Python UHD API
In Engee Python is supported (for more information, see Working with Python). To manage the SDR USRP RITM in the Python environment, the library is used uhd. The main problem when working with the RITM SDR USRP in Python is delays in simultaneous transmission and reception of the signal. It can be solved by dividing tasks into two independent processes:
-
data transfer;
-
reception, processing and visualization of data (using
matplotlib).
At the beginning of the work, you need to create an SDR management object. In Python, this is done through a class uhd.usrp.MultiUSRP. During initialization, the IP address of the device is specified:
usrp = uhd.usrp.MultiUSRP("addr=192.168.2.100")
Next, you need to adjust the sampling rate, the center frequency of the carrier, and the gain for the receive (RX) and transmit (TX) paths:
usrp.set_tx_rate(SAMP_RATE)
usrp.set_rx_rate(SAMP_RATE)
usrp.set_tx_freq(uhd.types.TuneRequest(CENTER_FREQ))
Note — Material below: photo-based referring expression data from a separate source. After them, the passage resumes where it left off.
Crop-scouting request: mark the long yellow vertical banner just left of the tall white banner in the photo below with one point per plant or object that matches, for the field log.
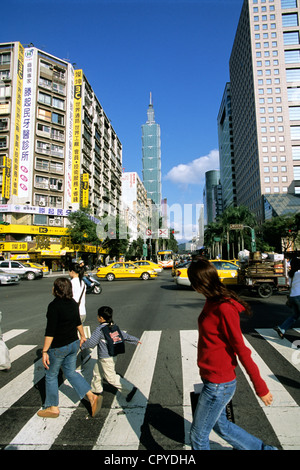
(18, 117)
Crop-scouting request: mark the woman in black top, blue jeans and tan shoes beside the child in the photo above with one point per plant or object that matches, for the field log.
(60, 349)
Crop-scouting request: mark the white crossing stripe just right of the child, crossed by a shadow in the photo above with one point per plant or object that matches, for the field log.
(122, 428)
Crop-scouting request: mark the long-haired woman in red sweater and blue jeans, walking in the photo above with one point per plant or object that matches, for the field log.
(220, 342)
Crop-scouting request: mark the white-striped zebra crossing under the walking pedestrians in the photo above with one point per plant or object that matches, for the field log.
(123, 422)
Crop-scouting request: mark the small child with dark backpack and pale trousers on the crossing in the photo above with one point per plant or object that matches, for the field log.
(105, 366)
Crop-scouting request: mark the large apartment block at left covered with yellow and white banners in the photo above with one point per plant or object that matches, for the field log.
(58, 149)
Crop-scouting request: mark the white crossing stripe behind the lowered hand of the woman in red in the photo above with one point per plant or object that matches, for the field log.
(284, 413)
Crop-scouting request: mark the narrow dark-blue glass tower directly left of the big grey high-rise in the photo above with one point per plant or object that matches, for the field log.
(226, 150)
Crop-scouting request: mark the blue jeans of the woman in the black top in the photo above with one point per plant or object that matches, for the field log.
(65, 358)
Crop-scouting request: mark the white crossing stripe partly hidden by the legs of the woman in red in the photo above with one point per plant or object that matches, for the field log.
(192, 382)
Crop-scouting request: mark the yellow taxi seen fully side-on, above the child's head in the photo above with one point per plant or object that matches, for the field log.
(126, 270)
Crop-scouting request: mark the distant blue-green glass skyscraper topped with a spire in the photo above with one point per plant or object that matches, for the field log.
(151, 149)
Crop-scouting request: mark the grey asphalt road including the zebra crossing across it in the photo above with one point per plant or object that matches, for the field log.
(163, 368)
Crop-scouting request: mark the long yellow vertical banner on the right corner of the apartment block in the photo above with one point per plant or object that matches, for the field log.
(76, 136)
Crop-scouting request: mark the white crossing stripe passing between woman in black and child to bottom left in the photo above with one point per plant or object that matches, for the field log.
(39, 433)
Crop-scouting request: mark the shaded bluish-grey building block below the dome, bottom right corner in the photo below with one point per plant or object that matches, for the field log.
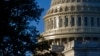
(87, 48)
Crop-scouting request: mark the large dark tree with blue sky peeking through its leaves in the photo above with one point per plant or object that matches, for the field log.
(16, 36)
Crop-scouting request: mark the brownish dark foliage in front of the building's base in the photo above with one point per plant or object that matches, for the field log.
(42, 48)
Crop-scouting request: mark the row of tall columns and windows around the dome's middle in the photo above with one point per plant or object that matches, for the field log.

usrp.set_rx_freq(uhd.types.TuneRequest(CENTER_FREQ))
usrp.set_tx_gain(TX_GAIN)
usrp.set_rx_gain(RX_GAIN)
Streamer objects are created for direct transmission and reception of samples. They specify data formats. This example shows the usage of the format fc32 (complex floating-point numbers) for calculations in Python and sc16 (16-bit integers) for transmission over the network.
st_args = uhd.usrp.StreamArgs("fc32", "sc16")
tx_streamer = usrp.get_tx_stream(st_args)
rx_streamer = usrp.get_rx_stream(st_args)
We generate a test single-tone sinusoidal signal. The library is used for this numpy. We create an array of complex numbers offset relative to the carrier frequency by a given shift.
t = np.arange(BUFFER_SIZE) / actual_rate tx_data = (AMPLITUDE * np.exp(1j * 2 * np.pi * TONE_OFFSET * t)).astype(np.complex64)
To ensure smooth operation SDR without interface delays, the control logic is transferred to a separate process mp.Process. Data exchange with the graphical shell takes place via Shared Memory (shared memory). This allows the GUI process to instantly access the received selections.
existing_shm = shared_memory.SharedMemory(name=shm_name) shared_array = np.ndarray((BUFFER_SIZE,), dtype=np.complex64, buffer=existing_shm.buf)
Two parallel threads are started:
-
Transmitter: Infinitely sends the generated sine wave array to the transmitter path using the function
tx_streamer.send. -
Receiver: Constantly polls the receiver buffer with the command
rx_streamer.recvand writes the received data to the shared memory.
The main process of the application is reading data from shared memory and visualizing it. The fast Fourier transform (FFT) is used to analyze the spectrum using the Blackman window function usage to eliminate spectral leaks.
spec = np.fft.fftshift(np.fft.fft(local_snap * np.blackman(BUFFER_SIZE))) pwr = 20 * np.log10(np.abs(spec) / BUFFER_SIZE + 1e-12)
The result of the work are two graphs: the waveform of the signal and its spectral representation, updated in real time.